This week, global elitists have been demonstrating in Wall Street and other locations internationally against global warming. They demand that the world abandon coal, oil and even natural gas to save the planet. The stars have been rich Rockefellers, announcing they are abandoning all oil and gas investments, and urging pension and endowment funds to dump their investments in companies fouling the planet.

These new Quixotes love windmills, while ignoring their horrendous slaughter of birds and bats. Far-Left Naomi Klein enriches herself with interviews in Vogue and Rolling Stone to promote her book explaining why we must ban all fossil fuels NOW. She doesn't mention that the world's temperatures haven't risen (according to leading agencies and scientists) in 16 years, during which time the world pumped more carbon dioxide into the atmosphere than had been produced since the onset of the Industrial Revolution.

So what's a Canadian investor to do?

We think caution – not despair – is in order.

Consider that seemingly indestructible S&P: According to an article in the Harvard Business Review, in the past five years, the big companies in the S&P 500 have spent 91 per cent of their earnings buying back their own stocks and paying dividends. Since they've also done a great job in lowering their costs, they have been able to grow per-share earnings even with modest top-line growth because of those buybacks.

The new species of capitalist beast looks rumbustiously robust from the results of swallowing its own tail.

However, this tail-swallowing feeding of per-share earnings growth cannot last forever. Recently, the insiders have slashed their purchases of their own shares. Perhaps they realize that their companies have not had the free cash to invest strongly in future growth. The high P/E on the S&P (16 times earnings) is justifiable only if future growth becomes robust.

The post-Cold War global economic boom was based, in significant measure, on annual peace dividends. But geopolitical risks are now the highest in decades – and Wall Street shrugs them off. Almost no prominent Wall Street forecasters have suggested that investors should factor the bad news about confrontations, rebellions and wars into equity valuations. Almost no prominent Wall Street forecasters have suggested that investors take significant overweights in defense stocks – because that would imply that the peace party might be over.

We doubt that elitists who want to ban fossil fuels will give up flying in their jets or driving their BMWs and classic cars.

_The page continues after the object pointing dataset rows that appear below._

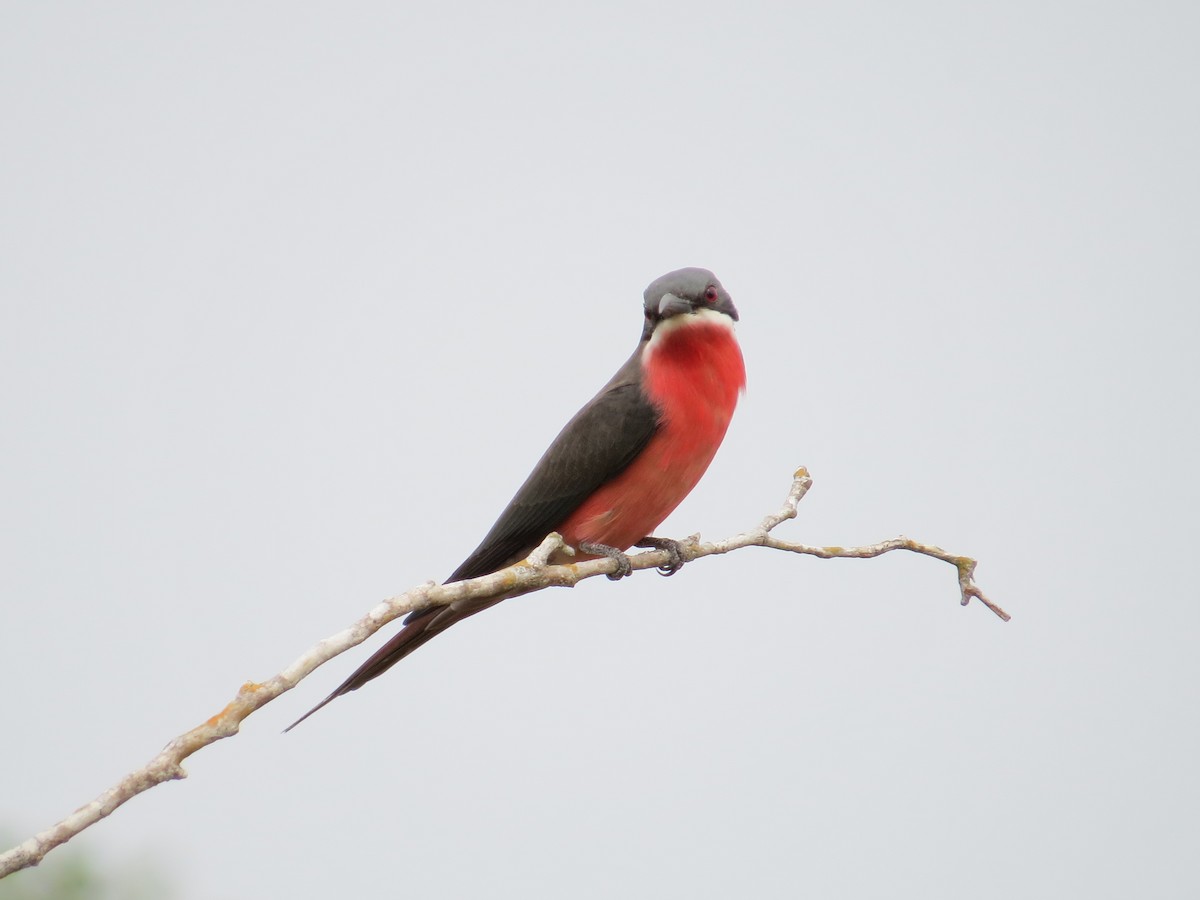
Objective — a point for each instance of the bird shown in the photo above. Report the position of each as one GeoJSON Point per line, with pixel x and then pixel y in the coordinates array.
{"type": "Point", "coordinates": [621, 466]}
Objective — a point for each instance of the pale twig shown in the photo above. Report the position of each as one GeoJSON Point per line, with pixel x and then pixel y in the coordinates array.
{"type": "Point", "coordinates": [521, 579]}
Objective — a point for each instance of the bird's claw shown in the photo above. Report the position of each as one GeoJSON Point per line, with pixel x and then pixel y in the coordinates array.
{"type": "Point", "coordinates": [624, 567]}
{"type": "Point", "coordinates": [676, 561]}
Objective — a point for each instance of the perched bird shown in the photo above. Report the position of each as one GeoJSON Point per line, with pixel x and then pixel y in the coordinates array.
{"type": "Point", "coordinates": [622, 465]}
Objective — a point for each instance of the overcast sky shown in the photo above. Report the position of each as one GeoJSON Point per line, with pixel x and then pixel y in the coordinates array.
{"type": "Point", "coordinates": [293, 295]}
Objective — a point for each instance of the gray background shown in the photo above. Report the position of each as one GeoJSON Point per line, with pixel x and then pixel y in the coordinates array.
{"type": "Point", "coordinates": [294, 295]}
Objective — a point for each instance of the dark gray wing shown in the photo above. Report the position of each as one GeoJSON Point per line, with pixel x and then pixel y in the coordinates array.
{"type": "Point", "coordinates": [595, 447]}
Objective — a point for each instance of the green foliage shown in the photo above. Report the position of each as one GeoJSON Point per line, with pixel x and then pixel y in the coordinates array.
{"type": "Point", "coordinates": [71, 874]}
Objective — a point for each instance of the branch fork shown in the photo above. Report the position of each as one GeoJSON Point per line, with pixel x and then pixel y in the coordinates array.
{"type": "Point", "coordinates": [532, 574]}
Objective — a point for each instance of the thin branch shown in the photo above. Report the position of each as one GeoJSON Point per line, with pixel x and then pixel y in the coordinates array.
{"type": "Point", "coordinates": [521, 579]}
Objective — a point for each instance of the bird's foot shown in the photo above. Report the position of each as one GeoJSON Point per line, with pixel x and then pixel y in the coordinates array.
{"type": "Point", "coordinates": [672, 547]}
{"type": "Point", "coordinates": [603, 550]}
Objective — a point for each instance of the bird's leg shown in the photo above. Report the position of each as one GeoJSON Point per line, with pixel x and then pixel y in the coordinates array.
{"type": "Point", "coordinates": [604, 550]}
{"type": "Point", "coordinates": [672, 547]}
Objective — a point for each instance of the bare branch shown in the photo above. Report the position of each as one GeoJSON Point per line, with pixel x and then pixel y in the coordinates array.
{"type": "Point", "coordinates": [531, 575]}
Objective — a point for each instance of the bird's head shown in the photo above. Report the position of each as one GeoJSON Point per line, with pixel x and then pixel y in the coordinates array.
{"type": "Point", "coordinates": [683, 295]}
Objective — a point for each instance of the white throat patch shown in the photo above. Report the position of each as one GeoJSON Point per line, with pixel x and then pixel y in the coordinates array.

More importantly, global oil demand keeps rising: China ostentatiously avoids joining in the UN's crusade to ban carbon: Xi Jinping's goal is a wealthier and stronger China, and that won't come from a return to bicycles and the Long March.

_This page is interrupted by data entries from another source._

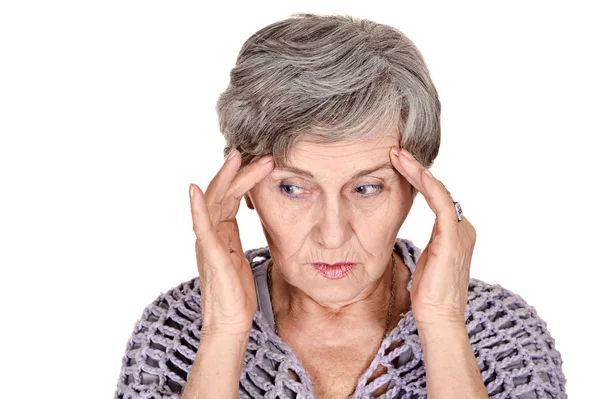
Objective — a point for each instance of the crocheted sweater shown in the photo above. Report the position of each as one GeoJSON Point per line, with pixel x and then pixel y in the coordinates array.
{"type": "Point", "coordinates": [515, 352]}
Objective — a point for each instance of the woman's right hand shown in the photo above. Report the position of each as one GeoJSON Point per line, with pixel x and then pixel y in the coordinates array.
{"type": "Point", "coordinates": [226, 281]}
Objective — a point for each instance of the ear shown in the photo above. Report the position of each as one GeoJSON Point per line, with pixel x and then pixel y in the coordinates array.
{"type": "Point", "coordinates": [249, 203]}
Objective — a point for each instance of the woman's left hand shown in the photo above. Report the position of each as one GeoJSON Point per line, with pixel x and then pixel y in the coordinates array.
{"type": "Point", "coordinates": [440, 284]}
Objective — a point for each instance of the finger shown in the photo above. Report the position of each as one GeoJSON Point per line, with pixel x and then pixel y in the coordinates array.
{"type": "Point", "coordinates": [215, 192]}
{"type": "Point", "coordinates": [201, 223]}
{"type": "Point", "coordinates": [434, 192]}
{"type": "Point", "coordinates": [248, 177]}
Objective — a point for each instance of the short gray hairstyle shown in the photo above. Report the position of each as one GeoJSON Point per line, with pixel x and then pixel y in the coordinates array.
{"type": "Point", "coordinates": [328, 78]}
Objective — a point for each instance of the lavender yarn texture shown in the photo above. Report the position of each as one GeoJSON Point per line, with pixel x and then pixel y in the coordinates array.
{"type": "Point", "coordinates": [515, 352]}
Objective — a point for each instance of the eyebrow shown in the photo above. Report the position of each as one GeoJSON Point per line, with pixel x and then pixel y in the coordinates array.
{"type": "Point", "coordinates": [361, 173]}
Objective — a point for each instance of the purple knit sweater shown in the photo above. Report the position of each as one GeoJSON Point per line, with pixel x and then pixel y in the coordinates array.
{"type": "Point", "coordinates": [515, 352]}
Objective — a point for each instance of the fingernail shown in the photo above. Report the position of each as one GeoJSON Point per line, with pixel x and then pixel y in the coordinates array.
{"type": "Point", "coordinates": [265, 159]}
{"type": "Point", "coordinates": [231, 154]}
{"type": "Point", "coordinates": [407, 155]}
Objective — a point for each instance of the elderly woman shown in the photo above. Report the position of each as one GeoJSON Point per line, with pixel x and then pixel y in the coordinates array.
{"type": "Point", "coordinates": [331, 124]}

Nasdaq enthusiasts thought it would climb back this year to the 5,000 level it reached in 2000. By 2008, it had bottomed at 1,400. Since then it has had a great run, but Silicon Valley's era of global dominance is threatened: the tech sensation this year is Alibaba, and a recent survey claims that nearly 40 per cent of all employees in Silicon Valley toil for companies with no earnings. Cisco, briefly the world's most valuable company, borrowed $8-billion this year to buy its own stock – and thereafter fired thousands of employees.

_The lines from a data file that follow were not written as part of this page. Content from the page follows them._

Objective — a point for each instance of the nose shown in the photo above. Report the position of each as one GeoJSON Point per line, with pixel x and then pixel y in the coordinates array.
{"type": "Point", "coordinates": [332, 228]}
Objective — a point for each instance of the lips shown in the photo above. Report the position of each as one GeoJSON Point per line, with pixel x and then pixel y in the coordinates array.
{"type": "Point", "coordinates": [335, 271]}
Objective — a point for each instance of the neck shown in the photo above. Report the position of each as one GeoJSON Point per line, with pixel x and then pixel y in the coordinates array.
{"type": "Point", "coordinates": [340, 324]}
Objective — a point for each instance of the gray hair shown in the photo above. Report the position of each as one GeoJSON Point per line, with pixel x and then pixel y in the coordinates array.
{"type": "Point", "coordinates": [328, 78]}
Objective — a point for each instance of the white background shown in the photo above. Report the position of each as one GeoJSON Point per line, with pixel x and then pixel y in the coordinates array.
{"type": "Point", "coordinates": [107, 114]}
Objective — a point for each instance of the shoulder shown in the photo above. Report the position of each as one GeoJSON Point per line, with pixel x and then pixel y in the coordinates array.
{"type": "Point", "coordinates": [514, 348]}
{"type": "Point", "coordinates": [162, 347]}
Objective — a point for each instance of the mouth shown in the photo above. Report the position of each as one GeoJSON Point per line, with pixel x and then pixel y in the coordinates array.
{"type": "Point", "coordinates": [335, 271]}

For investors, enthusiasm can be productive – or perilous.

If you believe peace will surely return soon, and that the economies of the U.S. and Europe are destined to strengthen dramatically, keep an overweight in big-cap US stocks. If you believe fossil fuel companies will soon be fossils, sell your oil and gas stocks and feel virtuous.

If you, like me, reject both those assumptions, be overweight in your equity portfolio in well-managed oil and gas companies and reasonably-exposed to good companies with good business models that aren't goosing their stock performance by over-enthusiastic stock-buying.

And if you, like me, worry about all that money the central banks printed to give us this haltingly slow growth, and that global tensions will increase, not disappear, then you will want to have good exposure to gold stocks – and defense stocks.

And if you, like me, think the central banks will not be raising rates soon, invest in longer-term, high quality bonds. They will give you income now, and will give you capital gains when the S&P finally caves in to Stein's Law: if something cannot go on forever, it will stop.